En janvier 2013, et compte tenu de l’impossibilité pour l’assuré de garantir une capacité de travail de 50 %, son employeur a renoncé à lui proposer un poste d’agent principal et son contrat de travail a été résilié pour le 31 mars 2013. L’employeur a indiqué que le contrat de travail en tant qu’agent général avait été résilié pour des questions de restructuration et qu’une possibilité de placement au sein de l’entreprise avait été proposée mais n’avait pas abouti.
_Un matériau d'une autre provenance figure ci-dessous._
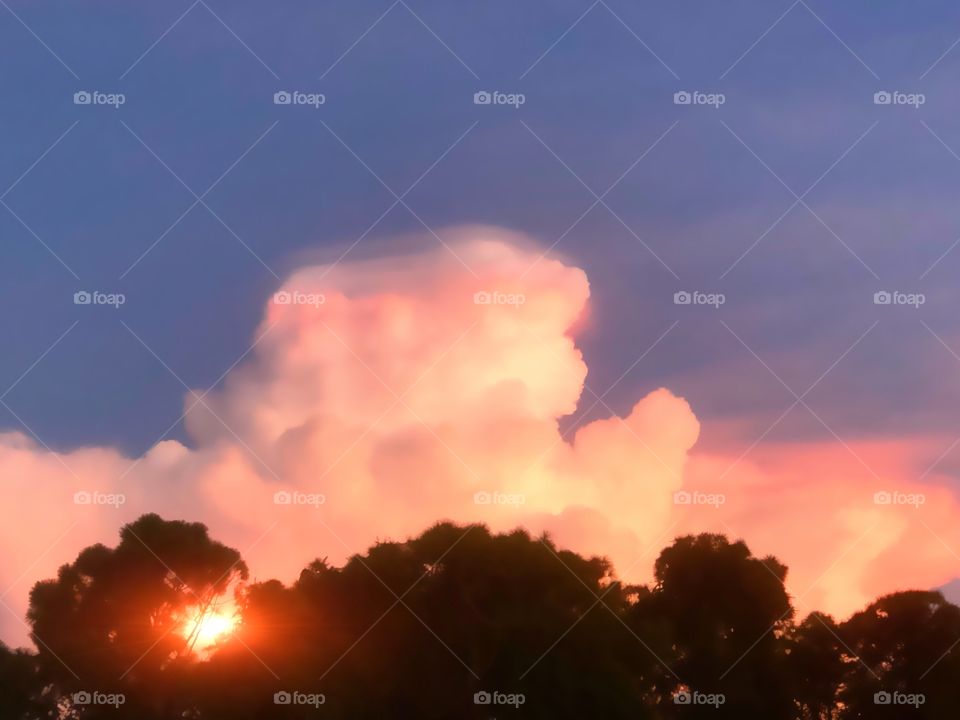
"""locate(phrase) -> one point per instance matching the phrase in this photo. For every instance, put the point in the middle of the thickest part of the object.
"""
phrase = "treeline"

L’assuré a bénéficié de mesures de réadaptation qui ont pris la forme d’un coaching dès janvier 2013, de mesures de réinsertion auprès de la CNA du 15 juillet 2013 au 31 janvier 2014 puis du 1er février au 31 août 2014 avec un pourcentage de travail passant progressivement de 20 % à 100 %, puis d’un stage de reconditionnement auprès de la CNA dans le cadre de mesures d’ordre professionnel du 1er septembre au 30 novembre 2014, prolongé du 1er décembre 2014 au 28 février 2015. Ces mesures ont permis à l’assuré d’être ensuite engagé en qualité de gestionnaire auprès de la CNA dès le 1er mars 2015 pour un salaire annuel de 95'000 francs, bénéficiant d’une allocation d’initiation au travail pour la période du 1er mars au 31 mai 2015. Suite à une nouvelle hospitalisation du 8 au 16 décembre 2015, l’assuré a été en incapacité totale de travail dès le 8 décembre 2015. En raison de cette incapacité totale de travail, la CNA a résilié le contrat de travail avec effet au 31 mai 2016. Sur la proposition du SMR, l’OAI a ordonné une expertise psychiatrique de l’assuré, qui a été effectuée par le Dr F.________, psychiatre-psychothérapeute FMH auprès du Centre d’expertises médicales (CEMed). Dans son rapport du 28 novembre 2016, l’expert a posé le diagnostic, ayant une répercussion sur la capacité de travail, de troubles dépressifs récurrents, épisode actuel moyen avec syndrome somatique (CIM-10 : F33.11) et d’autres troubles de la personnalité (CIM-10 : F60.8) entraînant une incapacité de travail totale depuis le 18 décembre 2015.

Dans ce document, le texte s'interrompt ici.